KAZA TFCA Secures €6 Million for Next Phase of Southern Africa Conservation
A new €6 million funding agreement has been signed for Phase Four of the Kavango-Zambezi Transfrontier Conservation Area (KAZA TFCA) programme, supporting cross-border wildlife conservation across five Southern African countries - Zimbabwe, Zambia, Botswana, Namibia and Angola. The funding, channelled through development finance partner KfW, will focus on consolidating gains from previous phases, strengthening institutional systems, addressing human-wildlife conflict and enhancing long-term sustainability across one of the world's largest terrestrial transfrontier conservation landscapes.
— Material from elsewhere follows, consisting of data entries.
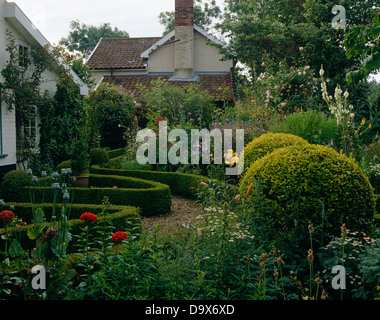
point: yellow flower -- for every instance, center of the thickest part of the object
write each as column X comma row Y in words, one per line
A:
column 231, row 158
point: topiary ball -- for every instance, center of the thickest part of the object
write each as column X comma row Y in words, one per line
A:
column 312, row 183
column 99, row 156
column 267, row 143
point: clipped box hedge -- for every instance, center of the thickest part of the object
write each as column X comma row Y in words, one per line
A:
column 180, row 183
column 151, row 197
column 124, row 218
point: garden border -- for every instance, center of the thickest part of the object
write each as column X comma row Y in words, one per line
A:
column 125, row 218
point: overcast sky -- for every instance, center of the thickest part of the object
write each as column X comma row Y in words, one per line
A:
column 138, row 17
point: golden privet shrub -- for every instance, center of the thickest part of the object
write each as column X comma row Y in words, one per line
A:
column 308, row 183
column 267, row 143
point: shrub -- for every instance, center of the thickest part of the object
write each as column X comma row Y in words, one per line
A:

KAZA TFCA Executive Director Dr Nyambe Nyambe described the phase as primarily a consolidation stage, centred on cross-sector interventions and the strengthening of national committees and TFCA units within member states.
Zimbabwe is set to receive close to €700,000 from the regional funding envelope, directed towards wildlife conservation infrastructure, ranger accommodation, law enforcement vehicles, human-wildlife conflict management and research and monitoring. ZimParks Director General Professor Edson Gandiwa noted that previous KfW allocations had already financed significant infrastructure, including the near-complete Hwange One Stop Pavilion and rehabilitation of the Maitengwe Dam. The KAZA TFCA spans a vast landscape that allows wildlife to move freely across international borders while creating sustainable development opportunities for communities in the region - an increasingly important drawcard for conservation-linked tourism across Southern Africa.